It’s pretty rare nowadays for me to have time to just sit and think. In the past, I used to go out of my way to find alone time to let my mind wander. In many ways, it was good to get those thoughts out of my head, but, at the same time, thinking usually led to over-thinking. Over-thinking never ends well. You can start to make yourself believe a lot of things that don’t exist in reality. On the other hand, you can start to wake up and realize some things you may not have otherwise noticed that are actually happening in your life, whether those things are good or bad.
When life starts to get crazy it’s easy to overlook the things that are right in front of your face, because you’re focusing your attention elsewhere. It’s also easy to make assumptions about things that cause unnecessary stress and worry when, in reality, there is nothing at all to worry about.

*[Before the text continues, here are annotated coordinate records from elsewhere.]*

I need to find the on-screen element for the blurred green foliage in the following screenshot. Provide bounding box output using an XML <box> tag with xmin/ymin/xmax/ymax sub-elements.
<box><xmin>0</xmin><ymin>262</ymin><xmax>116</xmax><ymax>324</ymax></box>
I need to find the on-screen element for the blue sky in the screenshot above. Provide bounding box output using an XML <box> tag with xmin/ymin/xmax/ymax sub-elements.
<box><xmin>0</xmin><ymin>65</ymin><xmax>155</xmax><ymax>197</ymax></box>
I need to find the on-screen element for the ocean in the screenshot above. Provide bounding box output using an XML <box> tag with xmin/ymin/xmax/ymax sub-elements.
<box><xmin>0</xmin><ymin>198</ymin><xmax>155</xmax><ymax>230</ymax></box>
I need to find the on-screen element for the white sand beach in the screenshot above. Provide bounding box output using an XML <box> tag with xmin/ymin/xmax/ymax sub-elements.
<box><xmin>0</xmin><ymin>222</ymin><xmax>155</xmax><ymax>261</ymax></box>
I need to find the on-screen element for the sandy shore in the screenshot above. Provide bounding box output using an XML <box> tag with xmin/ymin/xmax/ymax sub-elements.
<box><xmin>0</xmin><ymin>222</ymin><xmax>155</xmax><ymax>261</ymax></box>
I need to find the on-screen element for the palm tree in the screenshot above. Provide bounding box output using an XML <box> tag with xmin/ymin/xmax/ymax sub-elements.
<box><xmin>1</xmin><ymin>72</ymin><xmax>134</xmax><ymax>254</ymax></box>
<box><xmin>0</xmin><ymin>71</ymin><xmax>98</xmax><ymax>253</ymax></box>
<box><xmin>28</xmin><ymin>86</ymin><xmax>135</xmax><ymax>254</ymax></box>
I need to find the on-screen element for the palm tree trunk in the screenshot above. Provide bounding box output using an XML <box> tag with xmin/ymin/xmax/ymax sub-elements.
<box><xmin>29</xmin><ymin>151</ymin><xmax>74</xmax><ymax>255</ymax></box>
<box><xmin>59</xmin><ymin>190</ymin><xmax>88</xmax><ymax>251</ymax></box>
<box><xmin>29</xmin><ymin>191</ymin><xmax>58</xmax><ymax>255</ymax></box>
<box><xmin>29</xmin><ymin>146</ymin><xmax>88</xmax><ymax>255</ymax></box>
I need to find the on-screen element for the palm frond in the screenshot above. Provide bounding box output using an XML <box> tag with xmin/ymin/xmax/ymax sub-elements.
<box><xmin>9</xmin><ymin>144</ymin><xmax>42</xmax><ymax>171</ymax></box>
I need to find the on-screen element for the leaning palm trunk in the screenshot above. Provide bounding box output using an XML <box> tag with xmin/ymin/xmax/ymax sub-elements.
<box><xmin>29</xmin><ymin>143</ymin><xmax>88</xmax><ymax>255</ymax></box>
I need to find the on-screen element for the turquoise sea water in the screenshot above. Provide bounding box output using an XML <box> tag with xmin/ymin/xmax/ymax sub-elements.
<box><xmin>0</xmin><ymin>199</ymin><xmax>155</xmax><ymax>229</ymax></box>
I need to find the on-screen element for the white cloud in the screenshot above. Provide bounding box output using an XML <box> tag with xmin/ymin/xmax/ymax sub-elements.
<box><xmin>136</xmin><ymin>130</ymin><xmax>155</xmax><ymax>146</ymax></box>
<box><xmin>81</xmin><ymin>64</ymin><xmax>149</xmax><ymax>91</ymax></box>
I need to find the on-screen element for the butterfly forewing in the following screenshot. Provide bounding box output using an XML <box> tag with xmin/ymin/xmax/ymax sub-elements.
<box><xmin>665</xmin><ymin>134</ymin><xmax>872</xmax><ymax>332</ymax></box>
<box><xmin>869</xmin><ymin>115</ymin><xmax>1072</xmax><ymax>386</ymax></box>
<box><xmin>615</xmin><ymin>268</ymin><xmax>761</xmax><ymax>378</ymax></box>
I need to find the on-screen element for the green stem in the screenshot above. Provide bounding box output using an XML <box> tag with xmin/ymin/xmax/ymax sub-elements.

For a long time, I’ve been searching for certain things in my life. I didn’t know where to look or how I would find any of those things, but I’m starting to realize they’re already right in front of me. The biggest mystery to me was how I was going to find a way to start to find some success in my professional life. Trying to get established as a golf instructor while being in a wheelchair isn’t exactly easy. A lot of people didn’t want to give me a chance to show them what I am able to do. A lot of people just didn’t understand it. All I’ve ever asked for is a chance to show people what I can do. If they give me a chance and I fail, then at least I had my chance. So far, what I’ve been finding is that anyone who is willing to give me a chance tends to end up being impressed.
When I made the decision to start a new career in the golf industry, I had no clue what I wanted to do or how I was going to do it. I just jumped right in and decided I’d find a way to make it work. After struggling and feeling frustrated and defeated for a couple of years, I finally got the chance I had been hoping to be given. There have been a lot of challenges and obstacles to overcome, but I’m finding a way to make it work. I am motivated by encouraging words and positive feedback. On almost a daily basis now, people come up to me and tell me how impressed they are with the things I do. They tell me that I inspire them to never give up, because of the example that I set. The message I try to get across to people is, “If I can do it, then you can, too.” If a guy in a wheelchair can drive the ball 220+ yards, then so can people who are playing golf standing up.
At least a few people every week tell me that they have injuries or other limitations physically that they thought would no longer allow them to play golf, but, after watching me hit shots and listening to me speak about how I’ve overcome challenges, they’re excited to start playing again and find a way to overcome their own challenges. It means a lot to me that I am able to have that kind of impact on people. It’s not something that I take lightly. It’s a wonderful, special feeling to know that you’ve had a positive impact in someone else’s life. My mission every day of my life is to have some kind of positive impact on everyone I interact with, whether it’s someone I know or not. It wasn’t until the past couple of days when I had a chance to slow down and take a look at my life as it is currently that I realized I have suddenly gone from searching for a way to make things work to being someone who can make a difference and leave a lasting impression. That’s pretty cool!!
When life gets busy and chaotic, it’s easy to just react to things in the moment and not really think about the impact that reaction might have. I have become more aware of the impact I am able to have on the people around me, so that forces me to put more thought into the things I’m doing. My decisions, my actions, and my words affect more people than just myself, so I am learning to be more careful and not just thoughtlessly react. I say what I mean, and my actions back up my words. In many ways, I am noticing the impact that extra thought is having in both my professional life and my personal life.
I’ve come a long ways from when I used to sit on my parents’ driveway late at night by myself looking at the stars and letting my mind wander. Slowly but surely, piece by piece, the things I used to think about back then are starting to fall into place in my life. I am in a good place in my life. I wake up happy every day and go to bed happy every night. I no longer obsess over negative things. I no longer try to force anything in my life. I no longer worry about the things in life that I can’t control. I’ve learned to let go of negativity and anything that doesn’t help me to live the life I want to live. I’m learning to simplify and just enjoy life the way I should have enjoyed it all along. Sometimes things happen in life, you can’t control everything. What you can control though is how you react to any situation. Learn to react more positively and you will see more positive results. Don’t be quick to react to things in life all the time. If you want to handle any situation in life more productively and effectively, slow down and think about what you’re doing. Think about what you really want and what is best for you. Nobody but you can tell you how to live your life. Just take a moment to breathe.